Web 2.0 Conference
23 minutes, 11mb, recorded 2009-11-17
The early days of the internet were truly astonishing. As people came to comprehend the power of networked information, they seized the many opportunities for innovation created by the open architecture of the web. Of course, the browser wars also showed that threats to openness and interoperability were a real danger. Today, Tim O'Reilly worries that escalating competition between large companies and closed platforms may drive the web towards a battle ground of locked down services and proprietary data.
As large, powerful players have emerged on the internet landscape, you don't have to look far to see some troubling skirmishes between opposing forces. O'Reilly touches on several examples where well known web applications include features designed to limit flexibility and user choice. To some extent, limits may be necessary to protect privacy, but in some cases, there is clear intent to lock in users at the expense of the competition. The situation is even more extreme in the mobile arena.
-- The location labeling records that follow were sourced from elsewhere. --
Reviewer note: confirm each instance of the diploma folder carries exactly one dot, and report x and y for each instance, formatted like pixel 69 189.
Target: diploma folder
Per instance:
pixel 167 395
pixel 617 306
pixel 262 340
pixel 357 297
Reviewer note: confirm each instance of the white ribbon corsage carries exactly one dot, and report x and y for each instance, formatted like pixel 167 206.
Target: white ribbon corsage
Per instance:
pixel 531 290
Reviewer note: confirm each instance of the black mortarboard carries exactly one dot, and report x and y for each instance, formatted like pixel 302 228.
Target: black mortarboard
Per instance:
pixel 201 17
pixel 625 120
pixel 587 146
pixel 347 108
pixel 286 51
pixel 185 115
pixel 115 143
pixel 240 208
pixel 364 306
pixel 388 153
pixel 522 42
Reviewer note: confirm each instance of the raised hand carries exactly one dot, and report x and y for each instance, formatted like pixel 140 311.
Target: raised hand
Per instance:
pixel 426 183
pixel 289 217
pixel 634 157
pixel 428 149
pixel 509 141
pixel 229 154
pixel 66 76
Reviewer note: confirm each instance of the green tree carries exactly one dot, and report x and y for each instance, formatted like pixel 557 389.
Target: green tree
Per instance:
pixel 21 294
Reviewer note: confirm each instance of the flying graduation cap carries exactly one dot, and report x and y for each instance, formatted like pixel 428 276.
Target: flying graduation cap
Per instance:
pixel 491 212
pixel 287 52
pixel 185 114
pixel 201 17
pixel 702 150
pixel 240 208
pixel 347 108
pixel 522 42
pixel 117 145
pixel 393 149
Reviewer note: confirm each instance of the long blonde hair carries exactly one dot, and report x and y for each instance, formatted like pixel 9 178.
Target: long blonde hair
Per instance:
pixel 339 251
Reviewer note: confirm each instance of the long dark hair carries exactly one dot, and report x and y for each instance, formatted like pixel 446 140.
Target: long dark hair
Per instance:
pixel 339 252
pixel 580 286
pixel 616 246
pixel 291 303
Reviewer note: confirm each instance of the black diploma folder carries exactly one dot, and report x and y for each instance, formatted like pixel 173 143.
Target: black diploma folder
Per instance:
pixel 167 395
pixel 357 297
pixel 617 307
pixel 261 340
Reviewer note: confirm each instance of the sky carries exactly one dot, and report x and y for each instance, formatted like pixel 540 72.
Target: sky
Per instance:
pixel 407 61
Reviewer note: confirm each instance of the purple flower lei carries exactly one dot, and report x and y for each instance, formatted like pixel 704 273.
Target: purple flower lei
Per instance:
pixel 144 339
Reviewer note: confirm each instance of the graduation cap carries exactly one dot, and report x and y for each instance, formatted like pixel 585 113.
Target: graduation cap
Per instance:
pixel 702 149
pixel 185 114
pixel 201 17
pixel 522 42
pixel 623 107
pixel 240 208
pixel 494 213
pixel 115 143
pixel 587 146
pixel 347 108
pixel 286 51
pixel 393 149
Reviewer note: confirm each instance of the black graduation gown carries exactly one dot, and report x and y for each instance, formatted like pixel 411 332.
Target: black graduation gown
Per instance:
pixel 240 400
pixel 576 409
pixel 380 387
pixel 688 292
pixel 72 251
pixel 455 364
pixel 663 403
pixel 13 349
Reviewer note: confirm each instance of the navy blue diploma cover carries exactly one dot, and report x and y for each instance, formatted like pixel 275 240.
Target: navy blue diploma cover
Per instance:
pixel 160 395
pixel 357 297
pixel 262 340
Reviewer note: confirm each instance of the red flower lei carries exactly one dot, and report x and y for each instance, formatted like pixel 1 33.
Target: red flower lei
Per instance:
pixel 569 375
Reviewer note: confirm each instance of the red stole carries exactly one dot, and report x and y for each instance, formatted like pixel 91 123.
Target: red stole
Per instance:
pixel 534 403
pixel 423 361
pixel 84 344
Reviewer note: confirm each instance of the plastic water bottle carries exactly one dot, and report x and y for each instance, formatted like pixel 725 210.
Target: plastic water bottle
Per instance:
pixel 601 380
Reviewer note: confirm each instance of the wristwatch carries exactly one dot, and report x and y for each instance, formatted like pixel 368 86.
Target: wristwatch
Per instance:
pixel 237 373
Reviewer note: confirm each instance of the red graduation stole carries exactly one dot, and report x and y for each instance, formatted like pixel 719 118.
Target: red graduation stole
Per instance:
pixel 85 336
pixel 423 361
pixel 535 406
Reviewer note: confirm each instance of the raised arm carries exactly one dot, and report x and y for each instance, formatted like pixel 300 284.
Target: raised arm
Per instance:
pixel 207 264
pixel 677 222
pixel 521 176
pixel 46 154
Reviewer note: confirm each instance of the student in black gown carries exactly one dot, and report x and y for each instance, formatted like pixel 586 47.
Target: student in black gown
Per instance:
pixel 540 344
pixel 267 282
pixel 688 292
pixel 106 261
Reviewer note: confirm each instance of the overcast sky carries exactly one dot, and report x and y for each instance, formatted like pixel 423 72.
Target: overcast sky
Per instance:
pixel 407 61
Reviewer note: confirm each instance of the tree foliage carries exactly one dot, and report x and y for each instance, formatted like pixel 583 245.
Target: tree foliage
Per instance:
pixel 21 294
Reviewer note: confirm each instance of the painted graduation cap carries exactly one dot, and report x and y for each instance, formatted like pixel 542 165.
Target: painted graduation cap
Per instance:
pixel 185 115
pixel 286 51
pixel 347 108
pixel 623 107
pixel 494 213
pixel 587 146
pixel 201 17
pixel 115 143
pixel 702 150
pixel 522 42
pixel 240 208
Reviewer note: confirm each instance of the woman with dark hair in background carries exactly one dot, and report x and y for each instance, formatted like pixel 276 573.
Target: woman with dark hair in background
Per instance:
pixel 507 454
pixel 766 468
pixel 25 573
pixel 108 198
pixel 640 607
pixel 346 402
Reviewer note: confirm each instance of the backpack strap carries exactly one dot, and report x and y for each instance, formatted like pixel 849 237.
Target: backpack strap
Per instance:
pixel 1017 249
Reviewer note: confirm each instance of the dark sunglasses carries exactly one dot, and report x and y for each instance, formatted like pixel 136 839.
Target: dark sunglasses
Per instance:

Will the large companies play by the cherished rules of the open web as we've known it? It may depend on how "the cloud" grows. As web service companies such as Amazon, Google, Apple and Microsoft make O'Reilly's notion of the web 2.0 "internet as a platform" a reality, they will have choices on how to maneuver. There is pressure for the giants to forge alliances, and leverage unique services as weapons to gain competitive advantage in the marketplace. But, history has shown that internet success often comes if you "do what you do best, link to the rest". O'Reilly urges companies to stick to their core strengths, maintain an open architecture, and embrace the "small pieces loosely joined" philosophy.